ALTC: What are the current evidence-based recommendations for shingles vaccination?

Cohen: A live attenuated VZV vaccine (Zostavax) is available to prevent reactivation of VZV in adults older than 60 years. Oxman and colleagues demonstrated that the vaccine significantly reduced the incidence of herpes zoster, the burden of the illness on quality of life, and incidence of associated PHN.

The current recommendations for administration of herpes zoster vaccine published by the Centers for Disease Control and Prevention Advisory Committee on Immunization Practices advise routine vaccination with one dose of zoster vaccine in individuals older than 60 years. Individuals reporting a previous episode of zoster can be vaccinated if there are no contraindications. It is not necessary to obtain a history of chickenpox or to test for varicella immunity.

It is interesting to note that the herpes zoster vaccination is not recommended for individuals of any age who have received the varicella vaccine; however, since vaccination against varicella did not begin until 1995 in the United States, the geriatric population is not impacted. Patients taking antivirals, such as acyclovir, famciclovir, or valacyclovir, should discontinue these medications at least 24 hours prior to administration of zoster vaccine, if possible, and should not be restarted until at least 14 days after the vaccination. These agents may interfere with replication of the live VZV-based zoster vaccine.

What are the major goals and considerations for treating shingles in older adults?

Goals of treatment include quicker healing of skin lesions, reducing the risk of complications, and decreasing the risk of viral dissemination. These goals are best achieved through the use of antiviral drugs.

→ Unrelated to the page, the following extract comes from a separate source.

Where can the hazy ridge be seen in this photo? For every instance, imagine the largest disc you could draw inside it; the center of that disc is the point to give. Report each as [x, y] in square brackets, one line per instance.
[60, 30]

Antivirals must be started immediately, and any prescribed ophthalmic steroids should be reduced. If ophthalmic symptoms occur, an immediate referral to an ophthalmologist is key. It is also desirable to limit the severity and duration of acute and chronic pain and to differentiate therapy between the two.

In the elderly, you need to monitor for many different complications. In the “walking well” elderly patient, it is not uncommon to see constipation, confusion, and instability secondary to narcotic analgesic use. Also, monitoring for anticholinergic effects of tricyclic antidepressants (TCAs) is important, as is monitoring for any interactions with patients’ regular medication regimens. Adverse effects may interfere with their normal activities of daily living and result in their requiring a higher level of care.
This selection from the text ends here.